En France, c’est à priori en 1993 avec la piste de Metabief que les français découvrent des aménagements spécifiquement dédiés au VTT par le biais de la piste de descente des championnats du monde cette année dans le Jura. Beaucoup de stations emboîtent le pas de Métabief pour accueillir des compétitions fédérales (Internationaux de France puis coupe de France, Coupes régionales, Coupes du Monde, Avalanche cup etc…) : les pistes de descente fleurissent dans nos stations. Mais bien sûr, ces aménagements sont élitistes : ils ont été conçus pour être sélectifs dans le cadre de compétitions. Il fallait être un vététiste très expérimenté pour ne pas se mettre en danger sur ces pistes. D’ailleurs c’est toujours le cas !
Pourtant, à la fin des années 90, des visionnaires se démarquent. Encore un fois, ils sont canadiens ! Et encore une fois c’est en Colombie Britannique que ça se passe, même si cette fois ci c’est à Whistler. Ce sont les premiers qui se sont dit que, s’ils font des aménagements ludiques et sécurisés, alors ils pourront accueillir un public plus large. Et alors, peut être qu’ils pourront en faire un outil de développement touristique ? On est alors en 1999. La machine se met en route…

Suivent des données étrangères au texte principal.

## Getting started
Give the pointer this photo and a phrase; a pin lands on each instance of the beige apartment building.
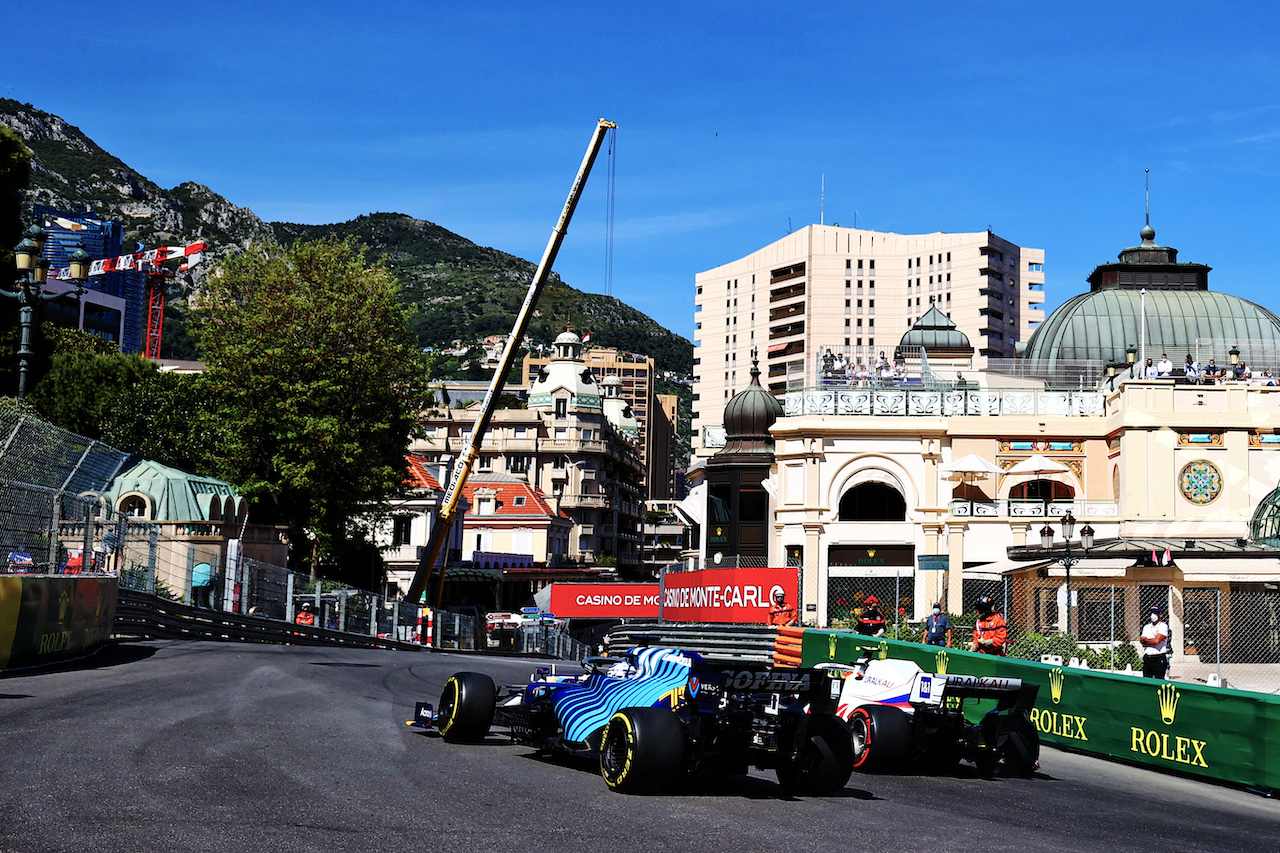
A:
(636, 373)
(854, 292)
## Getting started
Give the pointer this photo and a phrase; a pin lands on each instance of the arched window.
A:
(872, 502)
(133, 506)
(1042, 491)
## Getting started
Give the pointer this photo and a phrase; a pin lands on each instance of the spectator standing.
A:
(991, 633)
(937, 628)
(782, 614)
(871, 621)
(1191, 369)
(306, 616)
(1155, 644)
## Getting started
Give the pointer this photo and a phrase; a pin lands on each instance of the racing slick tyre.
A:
(640, 748)
(1019, 752)
(824, 762)
(466, 707)
(880, 735)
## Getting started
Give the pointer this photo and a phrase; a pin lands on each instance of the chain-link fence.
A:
(1221, 633)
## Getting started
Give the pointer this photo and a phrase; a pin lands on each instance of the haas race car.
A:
(661, 712)
(897, 712)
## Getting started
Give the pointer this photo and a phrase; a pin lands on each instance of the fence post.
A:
(86, 555)
(1112, 628)
(1219, 625)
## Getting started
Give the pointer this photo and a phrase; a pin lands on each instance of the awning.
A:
(1228, 569)
(1086, 568)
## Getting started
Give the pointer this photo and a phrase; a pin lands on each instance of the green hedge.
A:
(1228, 735)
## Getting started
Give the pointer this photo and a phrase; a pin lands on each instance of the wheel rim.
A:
(859, 735)
(448, 701)
(613, 755)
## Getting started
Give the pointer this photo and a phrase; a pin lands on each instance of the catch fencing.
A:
(1221, 633)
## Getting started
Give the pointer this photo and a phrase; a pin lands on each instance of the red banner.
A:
(727, 594)
(604, 601)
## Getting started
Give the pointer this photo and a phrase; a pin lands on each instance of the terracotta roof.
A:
(508, 488)
(417, 474)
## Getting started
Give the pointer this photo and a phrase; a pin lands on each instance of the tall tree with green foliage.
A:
(314, 384)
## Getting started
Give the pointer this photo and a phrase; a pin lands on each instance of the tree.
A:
(81, 387)
(314, 384)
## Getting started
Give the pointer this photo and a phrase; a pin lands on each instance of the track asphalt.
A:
(179, 746)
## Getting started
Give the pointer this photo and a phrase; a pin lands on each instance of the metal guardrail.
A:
(716, 642)
(146, 616)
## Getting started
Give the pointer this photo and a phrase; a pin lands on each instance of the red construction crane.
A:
(150, 261)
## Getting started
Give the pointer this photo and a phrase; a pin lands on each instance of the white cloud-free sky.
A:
(1036, 119)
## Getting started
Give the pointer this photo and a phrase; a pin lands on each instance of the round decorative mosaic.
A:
(1200, 482)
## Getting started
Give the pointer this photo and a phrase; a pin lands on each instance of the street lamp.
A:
(30, 290)
(1068, 559)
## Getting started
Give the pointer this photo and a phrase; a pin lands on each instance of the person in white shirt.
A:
(1155, 644)
(1192, 370)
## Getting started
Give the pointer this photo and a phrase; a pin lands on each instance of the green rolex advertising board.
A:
(1229, 735)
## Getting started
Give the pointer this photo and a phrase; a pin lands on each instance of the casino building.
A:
(1175, 482)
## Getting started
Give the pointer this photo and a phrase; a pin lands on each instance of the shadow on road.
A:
(113, 653)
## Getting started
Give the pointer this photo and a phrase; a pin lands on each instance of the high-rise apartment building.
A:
(114, 305)
(636, 373)
(855, 292)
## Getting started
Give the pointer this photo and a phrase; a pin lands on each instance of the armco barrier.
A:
(1223, 734)
(146, 616)
(46, 619)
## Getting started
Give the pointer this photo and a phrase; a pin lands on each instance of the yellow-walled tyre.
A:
(466, 707)
(641, 748)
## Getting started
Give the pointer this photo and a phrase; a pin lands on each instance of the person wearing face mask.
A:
(937, 628)
(1155, 644)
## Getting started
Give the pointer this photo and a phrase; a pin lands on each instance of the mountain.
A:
(461, 291)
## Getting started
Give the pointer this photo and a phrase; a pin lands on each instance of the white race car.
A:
(897, 712)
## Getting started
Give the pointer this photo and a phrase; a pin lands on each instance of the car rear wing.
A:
(1009, 693)
(818, 687)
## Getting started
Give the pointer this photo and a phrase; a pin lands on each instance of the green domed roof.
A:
(935, 331)
(1101, 324)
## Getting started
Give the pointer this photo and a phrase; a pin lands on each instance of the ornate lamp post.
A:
(28, 288)
(1068, 560)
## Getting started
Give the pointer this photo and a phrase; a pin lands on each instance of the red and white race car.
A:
(897, 712)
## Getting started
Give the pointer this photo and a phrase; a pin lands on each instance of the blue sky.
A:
(1034, 119)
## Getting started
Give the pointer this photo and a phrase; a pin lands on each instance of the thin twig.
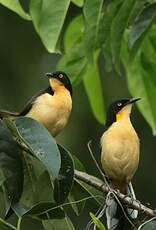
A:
(98, 184)
(106, 182)
(19, 223)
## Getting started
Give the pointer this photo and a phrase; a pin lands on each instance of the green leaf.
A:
(78, 2)
(74, 61)
(97, 222)
(64, 181)
(117, 30)
(104, 33)
(78, 164)
(48, 18)
(10, 165)
(40, 142)
(141, 28)
(54, 224)
(76, 194)
(73, 34)
(92, 84)
(92, 14)
(16, 7)
(141, 78)
(148, 225)
(36, 179)
(96, 194)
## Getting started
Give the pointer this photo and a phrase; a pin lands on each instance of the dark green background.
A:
(23, 63)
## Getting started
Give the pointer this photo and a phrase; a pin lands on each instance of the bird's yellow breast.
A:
(120, 151)
(52, 111)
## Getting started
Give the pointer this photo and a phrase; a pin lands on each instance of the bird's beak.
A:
(133, 100)
(49, 75)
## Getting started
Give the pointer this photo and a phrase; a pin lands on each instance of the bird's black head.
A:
(116, 110)
(63, 78)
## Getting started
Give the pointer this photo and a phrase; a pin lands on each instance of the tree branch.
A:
(99, 184)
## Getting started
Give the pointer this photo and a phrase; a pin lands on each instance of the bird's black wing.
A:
(29, 104)
(27, 107)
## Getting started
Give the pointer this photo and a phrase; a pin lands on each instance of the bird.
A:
(51, 106)
(120, 150)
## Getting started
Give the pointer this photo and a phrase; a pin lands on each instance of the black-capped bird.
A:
(119, 157)
(51, 106)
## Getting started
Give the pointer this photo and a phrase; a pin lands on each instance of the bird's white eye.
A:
(119, 104)
(60, 75)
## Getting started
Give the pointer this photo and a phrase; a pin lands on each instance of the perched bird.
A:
(51, 106)
(119, 157)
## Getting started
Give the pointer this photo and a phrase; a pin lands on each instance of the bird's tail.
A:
(4, 113)
(116, 215)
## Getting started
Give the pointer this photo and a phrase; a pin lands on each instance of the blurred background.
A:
(23, 64)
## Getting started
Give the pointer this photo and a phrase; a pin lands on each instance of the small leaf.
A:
(74, 33)
(117, 30)
(96, 194)
(92, 14)
(76, 194)
(97, 222)
(64, 181)
(40, 142)
(16, 7)
(78, 2)
(74, 61)
(48, 18)
(92, 84)
(11, 165)
(53, 224)
(141, 27)
(104, 34)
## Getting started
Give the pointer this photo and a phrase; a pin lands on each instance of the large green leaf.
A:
(92, 14)
(54, 224)
(16, 7)
(117, 30)
(64, 181)
(92, 84)
(36, 179)
(40, 142)
(10, 165)
(141, 27)
(141, 78)
(48, 18)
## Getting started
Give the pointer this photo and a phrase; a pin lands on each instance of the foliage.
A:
(37, 175)
(121, 35)
(101, 31)
(97, 222)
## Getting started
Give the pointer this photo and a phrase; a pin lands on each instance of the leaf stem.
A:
(19, 223)
(7, 224)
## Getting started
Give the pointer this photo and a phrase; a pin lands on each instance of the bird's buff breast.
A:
(120, 152)
(52, 111)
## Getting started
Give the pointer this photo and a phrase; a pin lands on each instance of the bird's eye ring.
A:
(60, 75)
(119, 104)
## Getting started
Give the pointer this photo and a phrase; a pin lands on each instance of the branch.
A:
(98, 184)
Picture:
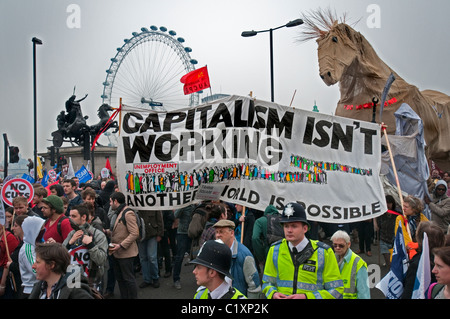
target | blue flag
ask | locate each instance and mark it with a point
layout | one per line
(83, 174)
(392, 284)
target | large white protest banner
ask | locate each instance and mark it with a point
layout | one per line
(255, 153)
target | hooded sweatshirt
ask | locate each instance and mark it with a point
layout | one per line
(31, 228)
(440, 207)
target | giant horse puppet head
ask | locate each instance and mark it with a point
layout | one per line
(347, 58)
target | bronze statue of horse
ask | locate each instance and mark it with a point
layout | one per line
(345, 56)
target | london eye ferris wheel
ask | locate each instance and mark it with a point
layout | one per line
(147, 69)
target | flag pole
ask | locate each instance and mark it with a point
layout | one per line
(243, 222)
(383, 126)
(8, 255)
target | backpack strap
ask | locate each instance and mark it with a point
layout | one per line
(58, 226)
(122, 219)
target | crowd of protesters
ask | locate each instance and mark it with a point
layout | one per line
(90, 226)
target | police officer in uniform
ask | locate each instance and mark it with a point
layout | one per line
(299, 268)
(212, 266)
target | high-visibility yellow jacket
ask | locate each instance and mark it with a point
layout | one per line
(349, 272)
(318, 277)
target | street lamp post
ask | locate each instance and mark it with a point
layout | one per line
(35, 41)
(252, 33)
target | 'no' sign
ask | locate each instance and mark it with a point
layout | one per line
(17, 187)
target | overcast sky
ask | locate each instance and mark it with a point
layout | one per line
(411, 36)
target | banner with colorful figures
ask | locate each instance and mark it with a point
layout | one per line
(254, 153)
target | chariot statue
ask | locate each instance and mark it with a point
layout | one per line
(72, 126)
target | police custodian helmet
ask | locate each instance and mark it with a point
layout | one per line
(216, 255)
(294, 212)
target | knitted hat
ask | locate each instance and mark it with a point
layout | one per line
(225, 223)
(55, 202)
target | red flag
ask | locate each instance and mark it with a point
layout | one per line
(108, 166)
(195, 81)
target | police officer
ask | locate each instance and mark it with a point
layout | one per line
(212, 265)
(299, 268)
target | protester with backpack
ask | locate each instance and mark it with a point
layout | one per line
(57, 225)
(123, 246)
(148, 247)
(266, 230)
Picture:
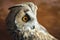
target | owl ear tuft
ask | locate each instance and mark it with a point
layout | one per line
(32, 6)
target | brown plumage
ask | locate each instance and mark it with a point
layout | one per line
(22, 23)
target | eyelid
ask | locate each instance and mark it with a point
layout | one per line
(26, 10)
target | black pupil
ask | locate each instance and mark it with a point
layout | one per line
(27, 18)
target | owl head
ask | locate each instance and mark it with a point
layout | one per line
(22, 16)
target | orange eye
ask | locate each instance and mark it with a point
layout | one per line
(25, 18)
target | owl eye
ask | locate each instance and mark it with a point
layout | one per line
(26, 18)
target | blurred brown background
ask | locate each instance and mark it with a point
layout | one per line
(48, 15)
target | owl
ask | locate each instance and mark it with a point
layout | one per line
(22, 23)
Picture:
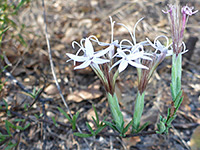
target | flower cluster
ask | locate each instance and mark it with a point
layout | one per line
(178, 26)
(140, 56)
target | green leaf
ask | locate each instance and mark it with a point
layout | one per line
(99, 129)
(21, 39)
(178, 98)
(90, 128)
(19, 120)
(83, 135)
(7, 127)
(112, 126)
(143, 126)
(10, 146)
(65, 114)
(96, 123)
(179, 103)
(54, 121)
(74, 118)
(172, 92)
(127, 126)
(97, 117)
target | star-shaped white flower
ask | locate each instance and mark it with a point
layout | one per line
(128, 59)
(89, 56)
(160, 47)
(188, 10)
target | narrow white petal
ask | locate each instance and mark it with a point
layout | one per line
(102, 52)
(115, 64)
(121, 53)
(83, 65)
(146, 57)
(76, 58)
(153, 45)
(137, 65)
(89, 50)
(100, 61)
(123, 65)
(135, 56)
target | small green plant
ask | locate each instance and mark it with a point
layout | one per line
(145, 56)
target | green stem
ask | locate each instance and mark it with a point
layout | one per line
(176, 74)
(115, 110)
(139, 106)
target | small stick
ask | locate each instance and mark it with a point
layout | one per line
(53, 71)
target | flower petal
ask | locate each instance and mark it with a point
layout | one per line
(123, 65)
(137, 65)
(76, 58)
(135, 56)
(83, 65)
(100, 60)
(102, 52)
(115, 64)
(89, 50)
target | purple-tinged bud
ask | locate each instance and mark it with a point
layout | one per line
(188, 10)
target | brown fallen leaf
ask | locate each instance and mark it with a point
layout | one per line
(92, 92)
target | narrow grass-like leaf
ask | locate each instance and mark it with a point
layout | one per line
(90, 128)
(143, 126)
(96, 114)
(65, 114)
(83, 135)
(127, 126)
(99, 129)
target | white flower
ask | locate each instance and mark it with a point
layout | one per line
(128, 59)
(188, 10)
(161, 48)
(89, 57)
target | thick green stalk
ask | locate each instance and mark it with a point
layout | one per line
(139, 106)
(115, 110)
(176, 74)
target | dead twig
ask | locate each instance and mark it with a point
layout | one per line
(53, 71)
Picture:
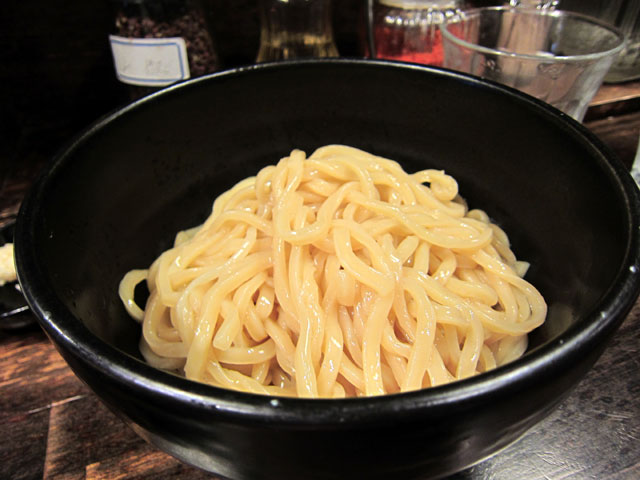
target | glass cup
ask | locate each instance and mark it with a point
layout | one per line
(557, 56)
(295, 29)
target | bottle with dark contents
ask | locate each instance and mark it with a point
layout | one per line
(408, 30)
(156, 43)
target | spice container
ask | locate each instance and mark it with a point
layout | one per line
(295, 29)
(408, 30)
(156, 43)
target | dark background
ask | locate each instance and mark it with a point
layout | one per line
(57, 75)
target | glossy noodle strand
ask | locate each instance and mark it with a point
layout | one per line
(336, 275)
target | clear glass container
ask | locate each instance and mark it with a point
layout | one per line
(156, 43)
(622, 14)
(295, 29)
(408, 30)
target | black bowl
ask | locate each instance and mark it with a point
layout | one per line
(114, 198)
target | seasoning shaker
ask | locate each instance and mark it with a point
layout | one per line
(408, 30)
(156, 43)
(295, 29)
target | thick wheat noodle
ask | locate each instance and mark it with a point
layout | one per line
(336, 275)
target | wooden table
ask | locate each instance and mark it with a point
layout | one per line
(53, 427)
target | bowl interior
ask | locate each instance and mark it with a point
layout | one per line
(115, 199)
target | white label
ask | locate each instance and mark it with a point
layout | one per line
(150, 61)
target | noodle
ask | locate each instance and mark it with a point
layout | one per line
(336, 275)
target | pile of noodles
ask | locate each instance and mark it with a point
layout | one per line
(336, 275)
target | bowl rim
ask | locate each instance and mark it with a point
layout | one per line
(476, 12)
(70, 335)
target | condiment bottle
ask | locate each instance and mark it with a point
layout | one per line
(408, 30)
(295, 29)
(156, 43)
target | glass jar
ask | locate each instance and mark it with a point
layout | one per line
(156, 43)
(295, 29)
(623, 14)
(408, 30)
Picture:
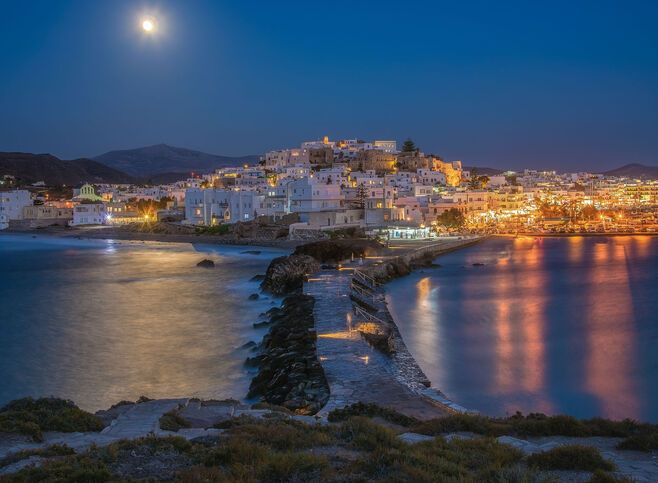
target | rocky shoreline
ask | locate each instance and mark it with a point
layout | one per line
(289, 372)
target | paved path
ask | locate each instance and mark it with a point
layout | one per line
(355, 371)
(141, 419)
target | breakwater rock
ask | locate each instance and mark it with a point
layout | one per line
(287, 274)
(289, 372)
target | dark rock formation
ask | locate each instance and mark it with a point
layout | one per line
(286, 274)
(289, 373)
(327, 251)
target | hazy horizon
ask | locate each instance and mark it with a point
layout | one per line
(555, 86)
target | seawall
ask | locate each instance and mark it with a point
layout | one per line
(370, 305)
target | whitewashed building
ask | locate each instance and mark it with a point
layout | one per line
(12, 204)
(89, 214)
(213, 206)
(309, 195)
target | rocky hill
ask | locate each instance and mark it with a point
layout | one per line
(634, 170)
(152, 161)
(31, 168)
(484, 171)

Whistler et ses pistes de légende. Ici A-line, ou l’on voit la bande de roulement colorée par les pneus… Photo BikeSolutions

Les années 2000 : ça se professionnalise

16 ans après ses débuts le VTT à Whistler c’est plus de 120.000 visiteurs par an rien que sur les pistes de descente VTT, et plus de 38 millions de dollars de retombées économiques annuelles en 2006 (source MTBCA). Pas mal ! De nombreuses stations partout dans le monde tentent également le pari du VTT de descente, souvent avec succès lorsqu’une vraie approche client est développée. Dans les années 2000, d’autres sites découvrent qu’il est aussi possible de créer des moteurs du développement touristique basés sur le VTT sans remontées mécaniques. Cela se passe dans des pays comme les USA, la Nouvelle Zélande ou la Grande Bretagne. Moab, The Kingdom trails, Whakarewarewa Forest et les 7 stanes sont autant de sites de Ballade XC aménagés, exemplaires et qui attirent plusieurs dizaines de milliers de visiteurs par an chacun. Car le VTT ludique, ce n’est pas qu’en station.

Le monde socio-professionnel s’organise autour des bike parks : de nouveaux métiers émergent : designer et constructeur de pistes VTT (c’est nous !), ou patrouilleur VTT par exemple. Dans le même temps, d’autres métiers classiques s’adaptent à ces nouvelles opportunités (marketing, exploitation, encadrement par exemple).

 

A Rotorua en Nouvelle Zélande, même le McDo fait de la pub pour le  domaine VTT exceptionnel de la station thermale ! Du marketing professionnel – (c) Photo BikeSolutions

Du côté des bike parks réduits et concentrés de type urbain, il est très difficile de dire où se sont créés les premiers. Sans doute car certains d’entre eux sont des anciens terrains de BMX ou autres terrains sauvages transformés petit à petit… Ce que l’on peut dire en revanche, c’est que l’accessibilité de ces derniers ne cesse de s’améliorer. Un phénomène visible dans tous les pays ou ce genre d’aménagement se développe, y compris chez nous bien sûr.
L’histoire est en route ! Ou va-t-elle nous mener ? Réponse dans 10, 50 ou 200 ans, comme vous voulez… car ça ne sera jamais fini.